I remember you writing not too long ago about how Sky took out Virgin in such a way which was deemed successful. But the Ask campaign against Google wasn’t seen in quite the same way.
I really want to do it but wouldn’t mind a second opinion.
Ok, my initial thoughts were that leader and challenger brand status will only take you so far in terms of thinking about how to compete. A more important consideration to be audience-centric and look at the relationship that the competitor has with their customer, here’s a few questions on that relationship to get you started:
- Does the customer resent giving their business to the competitor?
- Does the customer feel that they have no other choice?
- Does the customer use their product out of a long-learned habit?
- Will the customer be open to change?
- Will the challenger offering make a sufficient positive difference to the customers experience to make the choice to move a viable option?

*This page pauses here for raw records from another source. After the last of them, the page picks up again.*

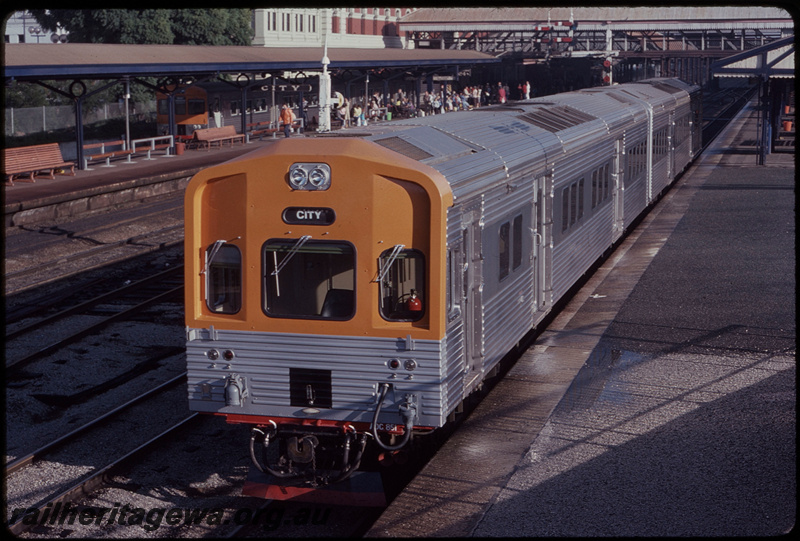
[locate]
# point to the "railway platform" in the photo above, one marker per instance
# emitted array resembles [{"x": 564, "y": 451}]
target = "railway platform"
[{"x": 661, "y": 400}]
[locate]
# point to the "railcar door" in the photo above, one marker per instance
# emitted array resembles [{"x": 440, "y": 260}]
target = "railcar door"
[
  {"x": 537, "y": 254},
  {"x": 619, "y": 190},
  {"x": 471, "y": 229}
]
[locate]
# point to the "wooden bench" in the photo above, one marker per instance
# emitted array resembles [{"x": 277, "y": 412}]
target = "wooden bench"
[
  {"x": 97, "y": 151},
  {"x": 261, "y": 129},
  {"x": 208, "y": 137},
  {"x": 32, "y": 160}
]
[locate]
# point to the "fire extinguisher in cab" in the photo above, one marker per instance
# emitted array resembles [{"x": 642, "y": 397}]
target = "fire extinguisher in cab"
[{"x": 414, "y": 304}]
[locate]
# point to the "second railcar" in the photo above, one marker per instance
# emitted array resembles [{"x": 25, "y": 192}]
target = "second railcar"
[{"x": 342, "y": 289}]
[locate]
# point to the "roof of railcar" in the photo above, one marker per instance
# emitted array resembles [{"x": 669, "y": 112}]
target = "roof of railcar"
[{"x": 479, "y": 148}]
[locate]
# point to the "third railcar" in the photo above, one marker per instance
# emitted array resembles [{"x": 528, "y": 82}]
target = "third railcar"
[{"x": 340, "y": 287}]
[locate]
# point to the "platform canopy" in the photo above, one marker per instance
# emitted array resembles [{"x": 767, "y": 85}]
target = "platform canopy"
[
  {"x": 774, "y": 60},
  {"x": 110, "y": 61}
]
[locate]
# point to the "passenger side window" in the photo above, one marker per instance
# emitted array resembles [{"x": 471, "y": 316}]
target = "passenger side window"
[{"x": 510, "y": 246}]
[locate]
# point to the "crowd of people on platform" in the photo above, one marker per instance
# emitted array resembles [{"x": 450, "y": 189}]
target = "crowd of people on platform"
[{"x": 403, "y": 104}]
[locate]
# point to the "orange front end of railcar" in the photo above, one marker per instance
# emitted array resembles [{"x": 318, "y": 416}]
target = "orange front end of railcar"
[
  {"x": 376, "y": 200},
  {"x": 315, "y": 299}
]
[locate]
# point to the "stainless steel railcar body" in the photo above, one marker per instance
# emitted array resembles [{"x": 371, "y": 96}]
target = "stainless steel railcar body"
[{"x": 494, "y": 214}]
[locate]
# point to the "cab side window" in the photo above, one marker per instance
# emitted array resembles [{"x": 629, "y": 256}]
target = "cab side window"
[
  {"x": 223, "y": 278},
  {"x": 402, "y": 285}
]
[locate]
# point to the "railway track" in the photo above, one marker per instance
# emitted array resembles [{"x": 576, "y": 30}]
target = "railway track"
[
  {"x": 48, "y": 254},
  {"x": 127, "y": 301},
  {"x": 77, "y": 489}
]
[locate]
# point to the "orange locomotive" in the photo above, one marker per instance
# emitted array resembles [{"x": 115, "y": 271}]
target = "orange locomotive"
[{"x": 315, "y": 299}]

These questions all require a degree of honesty that is hard to find in some organisations.
I blogged here about the way Virgin and Ask as challenger brand had both gone wrong. Virgin made the mistake of not having all their ducks in a row from a business point of view and left themselves wide open to a simple but effective knocking campaign by Sky.
Ask made the mistake of looking for a trial rather than looking to get customers to change a behaviour, two completely different objectives.